Now I’m the last one in the bunker, gripping my shotgun tightly. When there were several of us, we formulated the final plan to trap it in one of the closed-off storage rooms. The Bastard managed to kill Nora and Pat during the scheme. Pat was supposed to be the bait, luring it into the storage, and we’d shut the air-lock door.
Nora and I got turned around to avoid the Bastard’s sharp cleavers and ended up in the storage room. Poor Pat, he wasn’t quick enough to dodge the attack. He did his best to stray it away while being sliced open in every which way. Nora was too loyal to Pat for her own good. She thought she could save him and blow the Bastard’s head off, wherever the head was. The four cleaver-like limbs were the only distinct parts of its form. Its body changed shape every second, like watching a television with no signal, glitching out. I have to say, Nora went out guns blazing. If we lived in a different time, that type of death would be honourable. Now? it just makes me sad and creates another layer of funk.
We used to hypothesize what its strengths and weaknesses were. We were hopeful twelve-against-one would give us the upper hand. The result: one-on-one. Days have gone by with the Bastard on the other side of the door. I can hear giant cleavers slicing against the steel door from time to time. The Bastard likes to go for long periods of silence, hoping to psych me out. The only weapon I have now is starvation. It can’t feast off the eleven dead forever. So, I wait.
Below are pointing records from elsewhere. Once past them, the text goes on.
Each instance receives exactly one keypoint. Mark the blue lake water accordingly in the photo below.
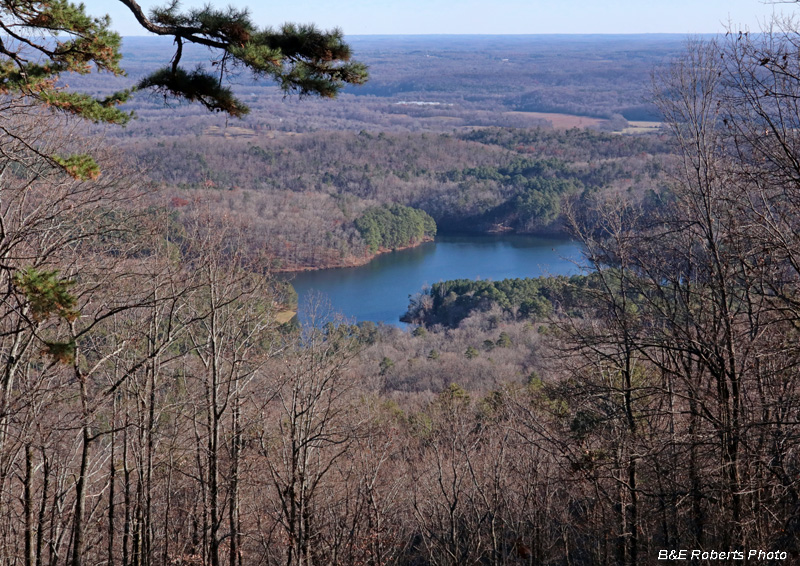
(379, 291)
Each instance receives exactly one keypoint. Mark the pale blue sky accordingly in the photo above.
(357, 17)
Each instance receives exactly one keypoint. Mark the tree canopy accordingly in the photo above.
(41, 40)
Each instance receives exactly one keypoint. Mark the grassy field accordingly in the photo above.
(642, 127)
(561, 121)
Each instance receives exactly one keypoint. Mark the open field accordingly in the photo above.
(561, 121)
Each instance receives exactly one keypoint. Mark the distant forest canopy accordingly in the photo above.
(394, 226)
(299, 195)
(449, 302)
(446, 125)
(470, 81)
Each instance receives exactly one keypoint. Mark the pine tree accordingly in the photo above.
(41, 40)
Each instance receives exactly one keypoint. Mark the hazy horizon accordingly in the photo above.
(503, 17)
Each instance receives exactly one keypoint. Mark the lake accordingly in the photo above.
(379, 291)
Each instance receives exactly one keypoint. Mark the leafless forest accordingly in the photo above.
(154, 411)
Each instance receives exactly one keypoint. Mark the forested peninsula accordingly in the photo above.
(156, 408)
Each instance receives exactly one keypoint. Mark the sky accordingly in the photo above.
(367, 17)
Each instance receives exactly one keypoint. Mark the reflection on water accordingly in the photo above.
(379, 291)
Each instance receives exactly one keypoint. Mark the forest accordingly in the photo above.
(156, 408)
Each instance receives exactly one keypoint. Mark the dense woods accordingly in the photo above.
(394, 227)
(154, 409)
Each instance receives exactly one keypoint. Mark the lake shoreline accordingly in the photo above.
(379, 291)
(354, 261)
(555, 232)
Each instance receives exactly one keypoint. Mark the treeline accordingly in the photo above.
(154, 412)
(478, 81)
(394, 226)
(449, 302)
(301, 195)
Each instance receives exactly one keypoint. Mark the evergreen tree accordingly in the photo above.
(41, 40)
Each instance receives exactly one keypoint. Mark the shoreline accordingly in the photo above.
(354, 261)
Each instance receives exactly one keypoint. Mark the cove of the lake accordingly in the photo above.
(379, 291)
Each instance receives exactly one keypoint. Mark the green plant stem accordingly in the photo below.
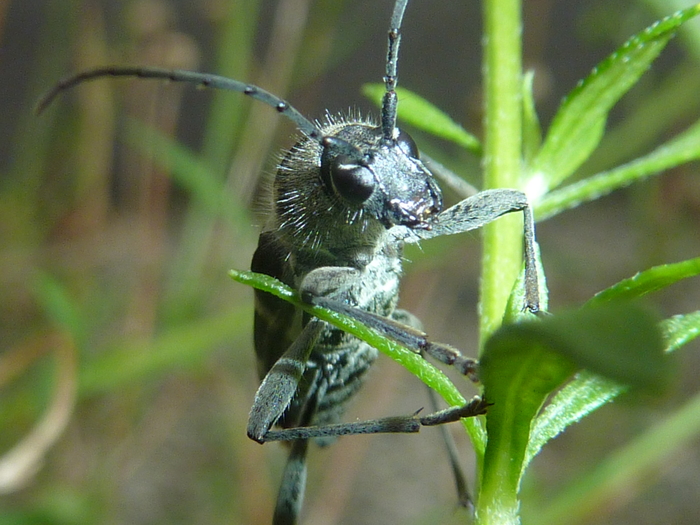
(502, 257)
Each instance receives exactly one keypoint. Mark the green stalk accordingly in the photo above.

I have several dozen cans of beans and crushed tomatoes, space-grade meat, and one box of bullets. The pots are full of my shit, and I have reverted to relieving myself in one corner of the room. Piss is for the other if I don’t have any spare empty cans. This is no way to live. I’ve wondered if the Bastard would leave, go back to the surface the way it came. Yet, we don’t even know how it got in here. Maybe it is stuck, like when a fly finds a way inside a window but can’t get out.
Eventually, the clawing and howling stopped. Another week went by with no sounds. This was the longest silence-session the Bastard has had. The last record was four days before it started scratching at the door again. I think. Days are hard to tell. The duration was promising. I cling onto any form of hope now. Otherwise, I’d just blow my head off with this shotgun. The stench of the storage room was beyond anything I had smelt before. I wasn’t sure how much longer I could stay in the small space. The funk might kill me.
Scenarios ran through my mind – wondering if I should open the door or keep waiting it out. I still had plenty of food left. Drinking piss got old… And the smell that lingered in my nostrils. I couldn’t take it anymore. I wasn’t sure how long it took me, but I mustered up the strength to stand. I had to get out of here.
I held the shotgun, pointed down, quietly approaching the door. These bastards have good hearing. One step after the other, I reached the door handle, clutching the cold metal with my hand. With one deep inhale, I flicked the lock and swung it open. Shotgun raised. Breath held while scanning the blood-filled hallway. Nothing. Where was it?
My heart pumped rapidly the further down the hall I went, checking every tossed-over boxes, the ceiling, in front and behind me. It was gone. The Bastard went back to wherever it came from, leaving me as the only one to survive the cleavers, stepping on the remains of my dead friends. The stench out here was no better either, it lingers in my nostrils, forever present, unless I left the bunker and embraced death. Wait, the smell was worse, and closer. My trousers were moist and heavy. Great, I shat myself. Add that to the growing pile of funk.